H.E. Wethey, El Greco and His School, Princeton 1962, vol. II, p. 250, no. X-416, as workshop replica (Jorge Manuel?), circa 1610-20;
Exhibition catalogue, El Greco Identity and Transformation, Madrid, Thyssen-Bornemisza, 3 February – 16 May 1999, Rome, Palazzo delle Esposizioni, 2 June - 19 September 1999, Athens, Alexandros Soutzos Museum, 18 October – 17 January 2000, p. 429, as workshop (entry by Professor José Alvarez Lopera).
Catalogue Note
The painting is a high quality reduced version of El Greco’s late treatment of the subject of The Penitent Magdalene, generally dated by scholars circa 1607 and today in the collection of Don Plácido Arango, Madrid (oil on canvas, 118 by 105 cm.).1 Although El Greco was a version painter, the Arango picture is the only known autograph version of the present composition, and furthermore only two other replicas are known: the present version and a picture that was in the collection of Ivan Schutkin at the beginning of the 20thcentury, which appears to be a copy after the present work.
El Greco treated the subject of The Penitent Magdalene on two earlier occasions, the best known versions of which are a painting from the early 1580s today in the Worcester Art Museum, Massachussetts and a picture in the Museum of Fine Arts, Budapest, datable to around 1578-80.2 Whilst in the present work the Magdalene is shown in a frontal pose, in both of the aforementioned designs she is placed at an angle to the picture plane and looks to the upper left corner with an outcrop of rock dominating one side of the background and a distant view of a landscape on the other, as also in the present work.
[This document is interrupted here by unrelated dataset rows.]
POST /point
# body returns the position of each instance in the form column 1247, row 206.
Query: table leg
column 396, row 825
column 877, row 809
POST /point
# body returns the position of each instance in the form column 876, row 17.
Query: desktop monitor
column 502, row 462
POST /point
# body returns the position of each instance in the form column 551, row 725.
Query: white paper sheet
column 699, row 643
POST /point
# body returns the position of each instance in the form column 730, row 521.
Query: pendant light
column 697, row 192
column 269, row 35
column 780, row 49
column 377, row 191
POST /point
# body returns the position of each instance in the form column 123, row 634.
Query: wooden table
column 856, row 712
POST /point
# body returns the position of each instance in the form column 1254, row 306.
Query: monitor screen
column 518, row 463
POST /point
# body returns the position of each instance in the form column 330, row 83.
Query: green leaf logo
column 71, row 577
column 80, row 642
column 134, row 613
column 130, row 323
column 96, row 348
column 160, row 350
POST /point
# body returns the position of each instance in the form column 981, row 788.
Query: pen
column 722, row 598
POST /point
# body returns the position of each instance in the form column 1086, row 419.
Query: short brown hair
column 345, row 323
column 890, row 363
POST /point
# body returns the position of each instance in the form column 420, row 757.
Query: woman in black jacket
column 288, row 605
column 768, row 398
Although each of El Greco’s three treatments are clearly inspired by Titian’s great paintings of the subject, examples of which are in the Museo di Capodimonte, Naples and in the State Hermitage Museum, St Petersburg, the present version comes closest to the great Venetian master’s design, in particular with the pose of the Magdalene with her arm across her chest, in clear reference to her penitence.
This painting will be included in the forthcoming exhibition El Greco: Arte y Oficio, to be held in the Museo de Santa Cruz, Toledo, on 8 September - 9 December 2014, as part of the cultural programme to mark the fourth centenary of El Greco's death.
1. See exhibition catalogue, El Greco Identity and Transformation, op. cit., reproduced p. 320.
2. See H.E. Wethey, op. cit., vol, II, cat. nos. 259 and 261, reproduced vol. I, figures 304 and 306 respectively.